Mizuho, one of Japan’s three largest banks and the banking partner of now-bankrupt bitcoin exchange Mt. Gox, has been named as a defendant in two class action lawsuits stemming from the exchange’s insolvency.
Reuters reported that the megabank was named as a defendant in the existing US lawsuit in which Mt. Gox is accused of defrauding customers, and a Canadian class action lawsuit blaming Gox for a security breach that allowed hackers to steal an alarming 800,000+ bitcoins.
It is still not known for sure what happened to Mt. Gox’s bitcoins, whether they have been lost, stolen or remain “temporarily unavailable“.
Speculation continued over the weekend as observers noted the exchange’s API was still being used to move bitcoins around, sometimes in very similar amounts.
The amended US suit also added Mark Karpeles’ second-in-command Gonzague Gay-Bouchery and Mt. Gox’s original founder and shareholder Jed McCaleb as defendants.
In both legal cases, it was Mizuho’s position as Mt. Gox’s banker that prompted the actions. The bank held large amounts of fiat currency for the exchange and its customers, and the US complaint made by Illinois resident Gregory Greene said “Mizuho profited from the fraud” by doing so.
The suit says Mizuho should have segregated Mt. Gox’s funds from those of the exchange’s customers, and that by continuing to provide banking services it actually inflated consumer losses.
A leaked recording, released to the Internet, reportedly shows a Mizuho manager asking Karpeles to close Gox’s account with the bank due to compliance and other concerns. Despite the manager warning the bank would close the account forcibly if necessary, Karpeles did not cooperate.
Holding banks so liable could cause companies in other countries to become even more reluctant to become involved with bitcoin businesses, something that’s presented a problem for startups over the past year or so.
Some, including ordinary customers, have found their business denied and others their accounts shut down without much explanation, apparently for being involved with bitcoin-related business.
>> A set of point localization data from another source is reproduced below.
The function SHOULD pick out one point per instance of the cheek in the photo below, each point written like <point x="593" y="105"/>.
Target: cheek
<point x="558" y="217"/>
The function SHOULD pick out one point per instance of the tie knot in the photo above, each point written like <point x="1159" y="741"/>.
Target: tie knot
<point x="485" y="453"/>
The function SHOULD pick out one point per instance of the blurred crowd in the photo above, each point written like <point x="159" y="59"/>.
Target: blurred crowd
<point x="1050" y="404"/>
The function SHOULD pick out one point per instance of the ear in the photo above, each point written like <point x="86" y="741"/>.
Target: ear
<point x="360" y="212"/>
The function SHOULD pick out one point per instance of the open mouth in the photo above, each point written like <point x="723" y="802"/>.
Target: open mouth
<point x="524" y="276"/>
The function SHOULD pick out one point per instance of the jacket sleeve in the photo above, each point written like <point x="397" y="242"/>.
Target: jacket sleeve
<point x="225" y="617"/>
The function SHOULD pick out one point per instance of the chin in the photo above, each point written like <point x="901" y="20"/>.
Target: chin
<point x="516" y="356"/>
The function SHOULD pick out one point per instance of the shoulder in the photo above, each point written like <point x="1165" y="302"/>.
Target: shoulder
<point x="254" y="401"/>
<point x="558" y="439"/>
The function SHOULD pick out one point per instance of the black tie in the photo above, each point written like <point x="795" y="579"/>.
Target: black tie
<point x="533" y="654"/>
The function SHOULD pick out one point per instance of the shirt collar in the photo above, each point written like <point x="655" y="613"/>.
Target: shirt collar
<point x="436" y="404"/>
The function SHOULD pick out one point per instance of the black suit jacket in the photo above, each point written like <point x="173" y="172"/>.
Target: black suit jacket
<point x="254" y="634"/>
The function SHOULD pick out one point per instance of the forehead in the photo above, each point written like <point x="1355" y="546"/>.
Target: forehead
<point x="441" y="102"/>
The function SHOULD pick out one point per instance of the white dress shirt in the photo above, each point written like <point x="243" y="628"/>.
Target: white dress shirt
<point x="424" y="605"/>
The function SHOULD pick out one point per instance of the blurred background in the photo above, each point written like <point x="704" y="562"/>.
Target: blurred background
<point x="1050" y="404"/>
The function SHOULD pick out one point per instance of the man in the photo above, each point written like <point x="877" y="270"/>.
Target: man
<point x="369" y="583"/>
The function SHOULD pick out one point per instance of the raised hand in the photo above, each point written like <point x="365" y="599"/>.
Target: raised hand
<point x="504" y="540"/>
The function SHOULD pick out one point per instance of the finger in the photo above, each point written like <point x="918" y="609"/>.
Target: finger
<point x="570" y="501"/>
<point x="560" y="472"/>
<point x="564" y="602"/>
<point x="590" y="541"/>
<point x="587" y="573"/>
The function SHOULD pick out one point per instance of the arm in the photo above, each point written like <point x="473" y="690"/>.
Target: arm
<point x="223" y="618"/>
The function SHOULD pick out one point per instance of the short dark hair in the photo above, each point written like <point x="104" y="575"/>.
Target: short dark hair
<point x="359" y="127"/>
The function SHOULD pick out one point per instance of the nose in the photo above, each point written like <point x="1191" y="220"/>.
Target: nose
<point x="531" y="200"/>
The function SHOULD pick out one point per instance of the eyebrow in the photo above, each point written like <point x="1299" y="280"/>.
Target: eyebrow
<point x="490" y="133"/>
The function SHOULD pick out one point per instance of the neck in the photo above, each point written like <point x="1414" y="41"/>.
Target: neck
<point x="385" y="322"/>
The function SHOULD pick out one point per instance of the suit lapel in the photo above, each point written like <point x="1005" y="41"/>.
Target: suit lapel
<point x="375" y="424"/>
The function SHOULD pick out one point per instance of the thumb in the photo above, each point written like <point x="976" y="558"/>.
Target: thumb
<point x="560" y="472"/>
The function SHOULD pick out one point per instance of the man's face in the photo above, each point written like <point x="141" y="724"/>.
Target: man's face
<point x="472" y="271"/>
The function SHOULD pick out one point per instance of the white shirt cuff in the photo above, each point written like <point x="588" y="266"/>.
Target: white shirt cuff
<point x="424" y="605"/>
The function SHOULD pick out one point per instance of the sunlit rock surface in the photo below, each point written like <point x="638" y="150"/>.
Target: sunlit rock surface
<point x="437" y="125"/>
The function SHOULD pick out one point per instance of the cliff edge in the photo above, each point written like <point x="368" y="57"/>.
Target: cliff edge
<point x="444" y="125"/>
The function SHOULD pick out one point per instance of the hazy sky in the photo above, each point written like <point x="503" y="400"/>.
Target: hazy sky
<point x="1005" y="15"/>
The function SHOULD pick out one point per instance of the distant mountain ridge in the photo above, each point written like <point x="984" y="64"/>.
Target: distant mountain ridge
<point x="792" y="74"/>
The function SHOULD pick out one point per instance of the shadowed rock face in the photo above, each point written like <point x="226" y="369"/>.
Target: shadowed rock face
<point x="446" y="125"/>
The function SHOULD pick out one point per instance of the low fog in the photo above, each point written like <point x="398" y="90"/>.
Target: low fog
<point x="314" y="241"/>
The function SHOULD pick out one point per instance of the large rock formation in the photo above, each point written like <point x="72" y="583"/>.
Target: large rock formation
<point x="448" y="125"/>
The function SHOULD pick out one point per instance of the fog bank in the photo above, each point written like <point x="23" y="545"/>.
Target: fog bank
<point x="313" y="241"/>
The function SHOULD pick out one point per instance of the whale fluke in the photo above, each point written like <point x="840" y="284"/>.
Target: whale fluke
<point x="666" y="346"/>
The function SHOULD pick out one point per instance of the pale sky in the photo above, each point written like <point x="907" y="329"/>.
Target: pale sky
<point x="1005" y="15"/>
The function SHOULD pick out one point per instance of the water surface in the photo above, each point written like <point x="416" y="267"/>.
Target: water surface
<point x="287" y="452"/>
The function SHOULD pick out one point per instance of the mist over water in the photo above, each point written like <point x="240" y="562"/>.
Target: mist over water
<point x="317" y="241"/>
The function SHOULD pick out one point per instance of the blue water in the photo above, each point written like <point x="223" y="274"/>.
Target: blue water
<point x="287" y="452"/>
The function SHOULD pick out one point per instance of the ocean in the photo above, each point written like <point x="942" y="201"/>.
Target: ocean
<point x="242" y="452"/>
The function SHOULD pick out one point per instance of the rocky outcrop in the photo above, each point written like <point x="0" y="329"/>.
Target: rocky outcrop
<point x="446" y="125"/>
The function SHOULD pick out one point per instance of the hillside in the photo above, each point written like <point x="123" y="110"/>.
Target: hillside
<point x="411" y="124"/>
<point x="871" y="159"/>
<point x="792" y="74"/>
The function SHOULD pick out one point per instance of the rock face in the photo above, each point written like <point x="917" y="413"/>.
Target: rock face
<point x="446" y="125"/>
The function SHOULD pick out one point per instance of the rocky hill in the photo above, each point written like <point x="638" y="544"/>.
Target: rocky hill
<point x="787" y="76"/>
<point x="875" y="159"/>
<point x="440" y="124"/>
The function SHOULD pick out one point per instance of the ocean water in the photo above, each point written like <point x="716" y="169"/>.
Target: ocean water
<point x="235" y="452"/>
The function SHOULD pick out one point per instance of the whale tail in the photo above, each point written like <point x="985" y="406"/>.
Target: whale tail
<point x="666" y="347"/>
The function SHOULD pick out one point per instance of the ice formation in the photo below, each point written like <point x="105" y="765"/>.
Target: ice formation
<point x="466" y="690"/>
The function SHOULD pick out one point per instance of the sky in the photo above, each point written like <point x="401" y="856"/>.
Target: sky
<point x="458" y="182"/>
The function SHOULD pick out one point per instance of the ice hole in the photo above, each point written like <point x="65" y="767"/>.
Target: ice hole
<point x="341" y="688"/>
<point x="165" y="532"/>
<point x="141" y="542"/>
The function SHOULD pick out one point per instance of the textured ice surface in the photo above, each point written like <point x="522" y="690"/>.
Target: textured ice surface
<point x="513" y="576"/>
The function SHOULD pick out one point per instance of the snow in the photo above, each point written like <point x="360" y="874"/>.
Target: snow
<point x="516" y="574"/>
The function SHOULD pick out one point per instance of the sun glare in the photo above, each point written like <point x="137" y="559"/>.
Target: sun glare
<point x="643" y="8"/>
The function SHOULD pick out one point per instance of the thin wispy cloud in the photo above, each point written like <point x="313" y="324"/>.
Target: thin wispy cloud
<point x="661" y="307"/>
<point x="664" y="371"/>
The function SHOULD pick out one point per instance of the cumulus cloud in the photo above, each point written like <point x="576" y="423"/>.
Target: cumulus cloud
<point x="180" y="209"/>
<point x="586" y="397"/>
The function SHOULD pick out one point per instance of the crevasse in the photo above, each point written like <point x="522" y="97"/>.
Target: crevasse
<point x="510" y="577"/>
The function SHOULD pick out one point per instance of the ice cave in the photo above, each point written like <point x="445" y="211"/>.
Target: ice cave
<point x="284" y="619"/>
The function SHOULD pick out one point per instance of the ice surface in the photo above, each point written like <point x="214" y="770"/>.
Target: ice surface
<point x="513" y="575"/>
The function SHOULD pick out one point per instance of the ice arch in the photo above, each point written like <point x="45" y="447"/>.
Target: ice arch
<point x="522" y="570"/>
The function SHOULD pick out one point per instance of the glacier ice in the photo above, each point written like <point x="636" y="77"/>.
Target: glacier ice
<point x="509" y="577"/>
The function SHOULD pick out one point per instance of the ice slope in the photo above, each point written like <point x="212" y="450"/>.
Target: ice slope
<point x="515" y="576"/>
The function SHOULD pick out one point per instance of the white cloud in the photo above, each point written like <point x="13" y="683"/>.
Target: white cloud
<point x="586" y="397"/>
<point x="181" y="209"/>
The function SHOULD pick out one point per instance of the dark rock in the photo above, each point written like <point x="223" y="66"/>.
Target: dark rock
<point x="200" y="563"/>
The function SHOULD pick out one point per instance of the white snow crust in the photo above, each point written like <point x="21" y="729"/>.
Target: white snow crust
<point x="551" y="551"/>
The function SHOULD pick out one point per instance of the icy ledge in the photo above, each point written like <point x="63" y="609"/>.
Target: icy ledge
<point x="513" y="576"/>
Despite CEO Karpeles’ Japanese language press conference, public apology and the company’s Japanese legal statements posted since to its website, 99% of Mt. Gox’s customers are not Japanese and those involved in lawsuits overseas could see Mizuho as a potentially lucrative avenue for reimbursement.
Bankruptcy proceedings in the US are preventing further action against Mt. Gox in Japan, but do not protect Japanese parent company Tibanne, its CEO Karpeles or its Gox’s US-based subsidiary Mt. Gox, Inc.